I wish we expanded more aggressively earlier when harlem was poorer. We can’t go through life as an economic and academic giant while worrying about every little bug that we step on. I’m sorry that they are having their community changed, possibly destroyed. It’s not the first, and it won’t be the last.
@Anonymous You are clearly not sorry they are having their community changed…if you were sorry, you’d be against the expansion…duh.
@Anonymous That’s demonstrably not true.
You feel bad for children dying in Africa, but you don’t spend every moment of your life trying to save them.
I wish we all could live in the exact community that would make us the happiest, but that’s not possible. However glorious Manhattanville is (not that much, as it happens), it is better for more people to bulldoze their run-down old buildings and construct billions of dollars of new high-tech research facilities. Life is harsh, you don’t always get what you want. Those protestors need to grow up, and just take the fat check that Columbia offered them.
@sooo one interpretation of what this person has said:
poor people do not capitalize on their ability to gather capital and develop their land for economic profits. in fact, poor people in manhattan have the most economic profit to gain, but do not realize it, which makes them prime targets for societal economic surplus inducing organizations with columbia who have the capital and non-capital resources to capitalize on the opportunity.
reality:
poor people lack non-capital resources to develop their own property for economic gain. these non-capital resources include: networks and connections to developer capital, knowhow & education, business language.
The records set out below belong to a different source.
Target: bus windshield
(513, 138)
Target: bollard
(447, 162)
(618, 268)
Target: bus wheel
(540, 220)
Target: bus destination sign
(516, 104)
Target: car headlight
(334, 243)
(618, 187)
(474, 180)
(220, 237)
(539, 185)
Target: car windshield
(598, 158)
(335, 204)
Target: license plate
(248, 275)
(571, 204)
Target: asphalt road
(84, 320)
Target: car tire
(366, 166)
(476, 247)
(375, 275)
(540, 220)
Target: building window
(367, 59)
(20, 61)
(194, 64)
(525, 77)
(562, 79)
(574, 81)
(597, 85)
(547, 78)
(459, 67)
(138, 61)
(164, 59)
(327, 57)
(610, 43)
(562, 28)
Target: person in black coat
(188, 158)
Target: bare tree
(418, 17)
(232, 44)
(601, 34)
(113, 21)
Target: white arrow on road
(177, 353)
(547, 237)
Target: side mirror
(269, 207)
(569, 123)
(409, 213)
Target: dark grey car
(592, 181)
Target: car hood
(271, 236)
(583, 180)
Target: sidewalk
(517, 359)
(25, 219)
if you really wanted to protest, maybe you should do something about rallying a neighborhood not to protest getting stepped on when stepping already happens. maybe you should consider founding a community building organization that links the community to non-capital resources so they can fend for themselves and potentially become developers themselves. This is the community plan 197-a. The fatal flaw on 197-a is that the plan was stupid. It did not propose getting non-capital AND capital resources together to create something–in effect, that plan laid down was already a pipedream when it was made. it also provided a golden nugget for columbia because it demonstrated that the effort on 197-a failed and that columbia would be the ultimate answer.
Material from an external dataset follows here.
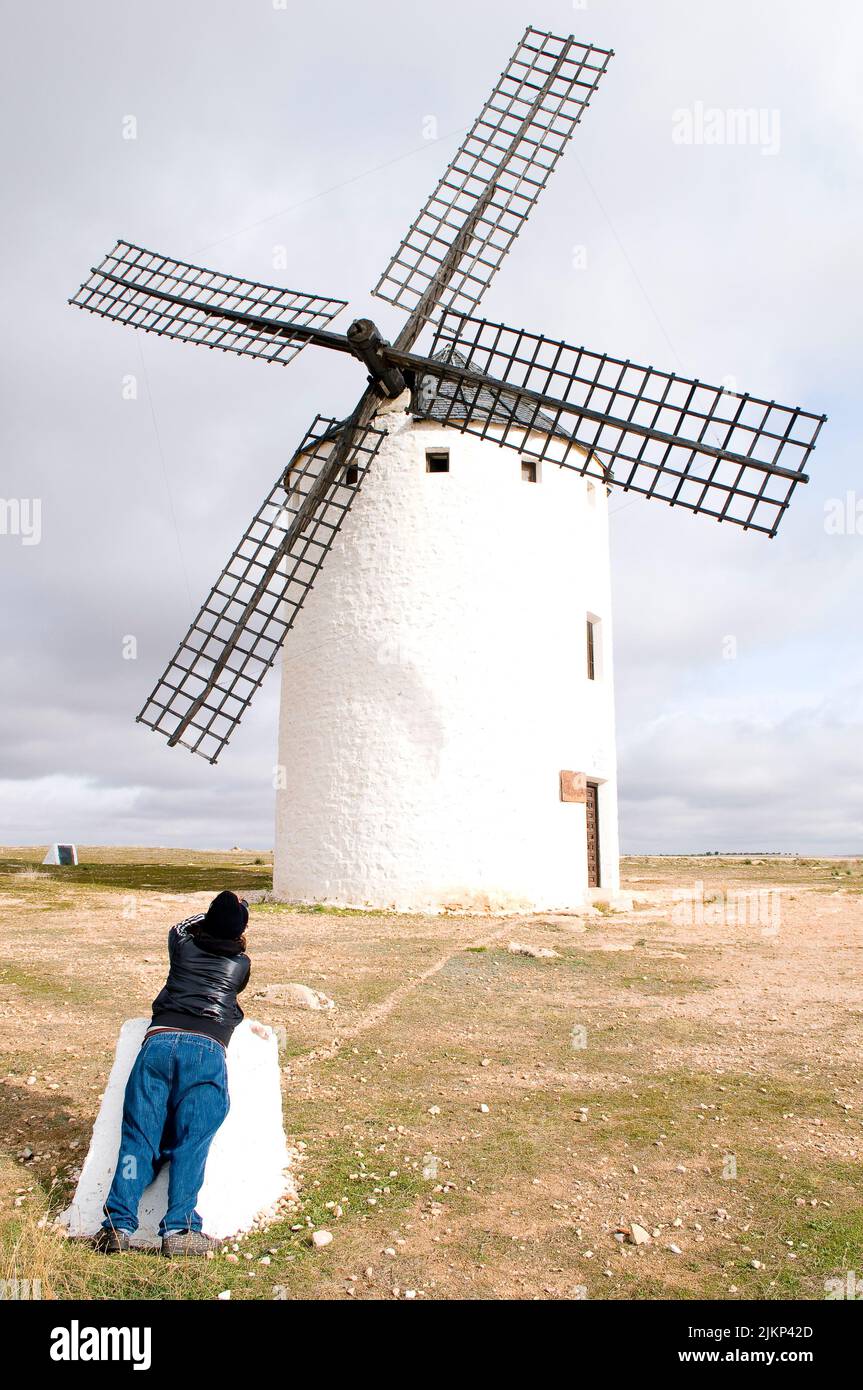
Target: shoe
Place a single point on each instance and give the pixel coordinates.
(111, 1241)
(186, 1243)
to me, fighting columbia is already a lost cause. the fight should have begun a long time ago in a different medium where the argument and capital & non-capital resources could be controlled. until that time, poor people need to wise up and realize that their land is freakin valuable and they should develop it themselves, and endogenously raise the value of their land.
@Anonymous Why do you assume the need to be an academic and economic giant as if this was a natural and necessary goal? Does academic learning necessitate capitalist expansion and accumulation or ? Your arguement is horribly hypocritical: you claim to feel sorry for an exploitative system you also whole-heartedly embrace as the natural order. Maybe you need to grow up and find a better way to look at the world beyond played-out social darwinism.
@Anonymous great post bwog. we need more student support against the expansion.